A Netflix spokesman said
the company "will launch social features in the U.S." sometime in
2013. The law in question, called the Video Privacy Protection Act (VPPA),
previously prohibited "a video tape service provider" from revealing
customer information without the customer's written consent. More than two
decades later, the vague pre-Internet language left open questions: Does
Netflix count as "a video tape service provider"? Can written consent
be obtained via the Internet? Those questions are now resolved, thanks to a
VPPA amendment passed by Congress in December and signed into law by President
Obama on Thursday. Netflix and other companies may share users' video-streaming
history on sites like Facebook (FB) if users opt in online. Users can choose on
a case-by-case basis whether to share certain activity, and they can opt out at
any time. It's a coup for Netflix, which has worked hard to convince lawmakers
to change VPPA. The law arose from strange circumstances surrounding the failed
Supreme Court nomination of Robert Bork (who died last month at age 85). While
Bork's nomination hearings were taking place in 1987, a freelance writer for
the Washington City Paper talked a video store clerk into giving him Bork's
rental history. The writer, Michael Dolan, later wrote that he was proving a
point: "Bork said, Americans enjoy only those privacy protections
conferred by legislation." Bork's rentals were unremarkable, but the City
Paper published the list anyway. Lawmakers freaked, and Congress passed VPPA
soon after. But in a post-VHS world, the law was "ambiguous" and
"confusing, Netflix (NFLX) argued in in a 2011 blog post. In an interview
with CNNMoney last year, a company spokesman said Netflix wasn't sure if it was
subject to VPPA, but "we'd rather be in compliance than risk stepping over
the line." With prodding from Netflix's lobbyists, most legislators agreed
the law didn't work in the present day. Still, they tussled for more than a
year over the best way to amend the law. The House of Representatives passed an
amendment in December 2011, but the proposed method of consent met resistance
with Senate Democrats.
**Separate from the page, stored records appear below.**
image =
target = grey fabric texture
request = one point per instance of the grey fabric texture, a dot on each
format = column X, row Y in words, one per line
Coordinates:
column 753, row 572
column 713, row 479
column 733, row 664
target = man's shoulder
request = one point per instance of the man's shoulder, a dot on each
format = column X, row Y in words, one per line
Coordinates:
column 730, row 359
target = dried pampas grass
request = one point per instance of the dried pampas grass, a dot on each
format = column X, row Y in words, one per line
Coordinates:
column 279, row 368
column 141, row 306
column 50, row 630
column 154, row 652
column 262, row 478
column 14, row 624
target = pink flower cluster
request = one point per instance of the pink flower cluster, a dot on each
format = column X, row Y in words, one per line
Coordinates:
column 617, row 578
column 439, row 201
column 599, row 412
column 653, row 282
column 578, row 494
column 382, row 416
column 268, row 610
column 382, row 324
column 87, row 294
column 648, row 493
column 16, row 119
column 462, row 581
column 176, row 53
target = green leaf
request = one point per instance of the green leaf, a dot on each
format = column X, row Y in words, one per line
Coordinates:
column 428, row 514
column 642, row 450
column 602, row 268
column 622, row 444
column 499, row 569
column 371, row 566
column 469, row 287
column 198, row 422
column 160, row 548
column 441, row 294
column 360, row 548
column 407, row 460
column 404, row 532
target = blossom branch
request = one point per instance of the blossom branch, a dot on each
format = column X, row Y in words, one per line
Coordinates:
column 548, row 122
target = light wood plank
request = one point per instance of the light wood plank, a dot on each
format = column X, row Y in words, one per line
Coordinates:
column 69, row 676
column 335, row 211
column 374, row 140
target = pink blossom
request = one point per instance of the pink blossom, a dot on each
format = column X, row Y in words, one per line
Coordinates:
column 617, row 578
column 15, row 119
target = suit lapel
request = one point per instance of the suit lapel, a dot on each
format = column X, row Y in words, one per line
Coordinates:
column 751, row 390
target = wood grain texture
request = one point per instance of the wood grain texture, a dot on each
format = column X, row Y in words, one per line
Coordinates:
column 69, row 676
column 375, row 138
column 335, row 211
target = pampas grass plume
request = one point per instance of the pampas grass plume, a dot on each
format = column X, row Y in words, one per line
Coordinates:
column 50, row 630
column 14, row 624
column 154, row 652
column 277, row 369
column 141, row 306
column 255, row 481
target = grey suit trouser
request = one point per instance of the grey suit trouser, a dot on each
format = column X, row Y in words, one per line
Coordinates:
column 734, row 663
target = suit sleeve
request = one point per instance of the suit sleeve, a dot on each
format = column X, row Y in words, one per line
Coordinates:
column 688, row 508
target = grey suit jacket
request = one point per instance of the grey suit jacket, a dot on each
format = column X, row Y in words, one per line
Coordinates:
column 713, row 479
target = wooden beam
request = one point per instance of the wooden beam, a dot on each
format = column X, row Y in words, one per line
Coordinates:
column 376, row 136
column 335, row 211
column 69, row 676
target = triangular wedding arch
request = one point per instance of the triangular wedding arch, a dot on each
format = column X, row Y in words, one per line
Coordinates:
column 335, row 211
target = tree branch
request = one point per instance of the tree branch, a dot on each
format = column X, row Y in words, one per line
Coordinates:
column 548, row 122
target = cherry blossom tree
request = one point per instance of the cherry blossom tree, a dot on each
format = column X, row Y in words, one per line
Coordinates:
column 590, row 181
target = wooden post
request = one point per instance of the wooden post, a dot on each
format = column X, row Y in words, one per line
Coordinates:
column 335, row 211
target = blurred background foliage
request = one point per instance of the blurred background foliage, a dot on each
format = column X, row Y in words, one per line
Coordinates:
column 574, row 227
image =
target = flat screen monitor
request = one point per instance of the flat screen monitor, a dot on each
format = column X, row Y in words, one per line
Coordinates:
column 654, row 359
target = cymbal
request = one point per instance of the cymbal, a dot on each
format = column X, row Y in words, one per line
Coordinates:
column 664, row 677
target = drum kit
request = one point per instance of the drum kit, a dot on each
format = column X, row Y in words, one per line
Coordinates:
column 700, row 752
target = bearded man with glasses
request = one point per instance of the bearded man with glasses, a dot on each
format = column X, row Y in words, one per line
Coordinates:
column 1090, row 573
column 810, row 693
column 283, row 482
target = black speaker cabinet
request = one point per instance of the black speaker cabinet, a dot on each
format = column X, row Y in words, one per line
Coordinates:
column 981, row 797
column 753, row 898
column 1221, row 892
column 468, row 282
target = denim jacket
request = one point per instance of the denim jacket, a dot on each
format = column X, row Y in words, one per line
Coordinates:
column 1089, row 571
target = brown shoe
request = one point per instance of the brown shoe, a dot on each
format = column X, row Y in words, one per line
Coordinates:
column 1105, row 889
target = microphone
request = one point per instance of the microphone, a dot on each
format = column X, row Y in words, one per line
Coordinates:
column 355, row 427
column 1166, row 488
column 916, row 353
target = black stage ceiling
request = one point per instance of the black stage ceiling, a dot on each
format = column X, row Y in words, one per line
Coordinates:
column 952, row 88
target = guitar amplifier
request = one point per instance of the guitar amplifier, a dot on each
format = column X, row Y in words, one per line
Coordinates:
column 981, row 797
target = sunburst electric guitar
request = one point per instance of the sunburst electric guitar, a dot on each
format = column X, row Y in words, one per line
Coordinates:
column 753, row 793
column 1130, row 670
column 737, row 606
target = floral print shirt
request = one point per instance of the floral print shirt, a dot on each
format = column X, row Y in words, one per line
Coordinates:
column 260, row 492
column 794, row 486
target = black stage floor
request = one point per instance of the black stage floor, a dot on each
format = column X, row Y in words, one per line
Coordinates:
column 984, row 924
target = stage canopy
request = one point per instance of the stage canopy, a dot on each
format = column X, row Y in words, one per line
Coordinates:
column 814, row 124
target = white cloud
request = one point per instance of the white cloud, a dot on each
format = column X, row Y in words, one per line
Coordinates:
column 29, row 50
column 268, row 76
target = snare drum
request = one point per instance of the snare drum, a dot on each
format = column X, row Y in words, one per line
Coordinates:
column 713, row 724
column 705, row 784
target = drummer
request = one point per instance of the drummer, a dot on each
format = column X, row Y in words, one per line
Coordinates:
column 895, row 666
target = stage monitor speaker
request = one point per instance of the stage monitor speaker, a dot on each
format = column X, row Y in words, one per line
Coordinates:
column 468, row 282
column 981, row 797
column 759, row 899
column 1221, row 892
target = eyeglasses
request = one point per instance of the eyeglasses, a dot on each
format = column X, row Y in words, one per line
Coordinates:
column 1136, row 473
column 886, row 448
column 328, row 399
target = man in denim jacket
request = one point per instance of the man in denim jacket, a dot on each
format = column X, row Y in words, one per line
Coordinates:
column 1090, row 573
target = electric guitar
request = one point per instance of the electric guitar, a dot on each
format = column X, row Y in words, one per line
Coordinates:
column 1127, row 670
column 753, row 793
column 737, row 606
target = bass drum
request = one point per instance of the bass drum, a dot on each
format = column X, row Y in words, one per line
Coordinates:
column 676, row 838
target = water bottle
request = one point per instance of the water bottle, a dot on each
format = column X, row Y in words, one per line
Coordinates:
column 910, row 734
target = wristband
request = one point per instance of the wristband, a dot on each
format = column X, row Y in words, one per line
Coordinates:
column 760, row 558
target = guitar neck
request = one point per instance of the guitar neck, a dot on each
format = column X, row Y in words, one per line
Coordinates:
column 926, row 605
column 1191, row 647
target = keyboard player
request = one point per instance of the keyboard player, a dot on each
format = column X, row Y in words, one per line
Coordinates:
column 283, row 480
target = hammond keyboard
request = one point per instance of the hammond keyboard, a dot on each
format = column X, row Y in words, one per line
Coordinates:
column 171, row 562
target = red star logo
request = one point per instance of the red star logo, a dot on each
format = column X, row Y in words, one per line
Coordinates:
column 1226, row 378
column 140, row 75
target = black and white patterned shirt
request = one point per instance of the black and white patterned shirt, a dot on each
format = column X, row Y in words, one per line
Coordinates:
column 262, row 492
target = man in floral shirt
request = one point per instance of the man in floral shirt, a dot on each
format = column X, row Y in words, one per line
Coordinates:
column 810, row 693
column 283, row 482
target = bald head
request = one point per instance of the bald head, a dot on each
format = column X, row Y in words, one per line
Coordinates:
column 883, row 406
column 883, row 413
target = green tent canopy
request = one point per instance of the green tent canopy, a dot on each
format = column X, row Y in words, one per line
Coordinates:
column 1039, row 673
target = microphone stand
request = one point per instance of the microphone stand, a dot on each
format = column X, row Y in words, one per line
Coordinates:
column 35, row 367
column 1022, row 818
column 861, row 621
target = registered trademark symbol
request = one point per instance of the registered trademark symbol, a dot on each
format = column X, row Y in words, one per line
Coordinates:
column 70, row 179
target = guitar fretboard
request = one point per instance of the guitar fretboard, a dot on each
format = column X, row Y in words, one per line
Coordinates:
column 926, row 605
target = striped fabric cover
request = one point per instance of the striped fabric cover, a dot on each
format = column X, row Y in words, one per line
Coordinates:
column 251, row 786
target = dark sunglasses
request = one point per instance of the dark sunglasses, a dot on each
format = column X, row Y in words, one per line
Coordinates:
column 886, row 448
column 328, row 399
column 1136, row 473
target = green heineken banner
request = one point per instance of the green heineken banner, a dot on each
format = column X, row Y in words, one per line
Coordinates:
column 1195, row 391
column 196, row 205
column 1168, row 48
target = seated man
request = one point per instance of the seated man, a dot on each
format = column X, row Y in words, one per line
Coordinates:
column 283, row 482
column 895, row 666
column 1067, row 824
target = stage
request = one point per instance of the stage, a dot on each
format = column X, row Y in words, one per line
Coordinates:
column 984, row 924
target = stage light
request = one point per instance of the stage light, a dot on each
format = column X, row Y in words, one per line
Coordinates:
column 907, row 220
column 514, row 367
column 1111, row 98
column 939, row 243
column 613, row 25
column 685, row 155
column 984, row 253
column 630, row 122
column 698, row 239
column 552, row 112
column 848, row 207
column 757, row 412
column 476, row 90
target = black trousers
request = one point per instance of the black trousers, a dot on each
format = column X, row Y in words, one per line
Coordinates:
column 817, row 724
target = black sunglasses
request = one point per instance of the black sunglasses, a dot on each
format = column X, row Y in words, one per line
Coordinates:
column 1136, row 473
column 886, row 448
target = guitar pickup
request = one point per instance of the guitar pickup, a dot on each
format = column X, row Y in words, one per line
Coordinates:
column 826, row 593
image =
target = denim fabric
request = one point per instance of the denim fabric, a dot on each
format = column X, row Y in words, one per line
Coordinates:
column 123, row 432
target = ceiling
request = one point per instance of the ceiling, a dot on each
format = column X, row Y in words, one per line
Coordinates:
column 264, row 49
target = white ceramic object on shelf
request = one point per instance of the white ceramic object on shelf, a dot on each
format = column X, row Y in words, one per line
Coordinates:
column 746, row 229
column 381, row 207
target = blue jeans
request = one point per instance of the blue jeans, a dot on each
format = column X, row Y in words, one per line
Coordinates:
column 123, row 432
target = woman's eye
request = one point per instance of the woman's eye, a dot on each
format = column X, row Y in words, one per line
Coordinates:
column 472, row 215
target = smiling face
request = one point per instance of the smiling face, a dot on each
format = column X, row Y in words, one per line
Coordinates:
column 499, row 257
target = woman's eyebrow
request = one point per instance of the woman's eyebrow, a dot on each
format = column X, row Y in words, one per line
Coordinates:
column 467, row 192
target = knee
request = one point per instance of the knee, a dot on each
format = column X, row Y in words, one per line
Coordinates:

They felt the usual "click here to give us all your
data" disclosure that most apps use wouldn't go far enough. "A
one-time check off that has the effect of an all-time surrender of privacy does
not seem to me the best course for consumers," Sen. Patrick Leahy, a
Democrat from Vermont, said at a hearing about that House amendment in January
2012. To address those concerns, the Senate added language to the final version
of the amendment requiring that companies provide "an opportunity, in a
clear and conspicuous manner, for the consumer to withdraw [sharing consent] on
a case-by-case basis or to withdraw from ongoing disclosures." Now the
road is clear for a Facebook app for U.S. Netflix users. The company is surely
relishing the change, but the VPPA has caused it other headaches, too. Last
year, the company disclosed that it paid $9 million to settle a lawsuit from
customers who alleged that Netflix didn't delete their personal account data
after one year -- another provision of VPPA.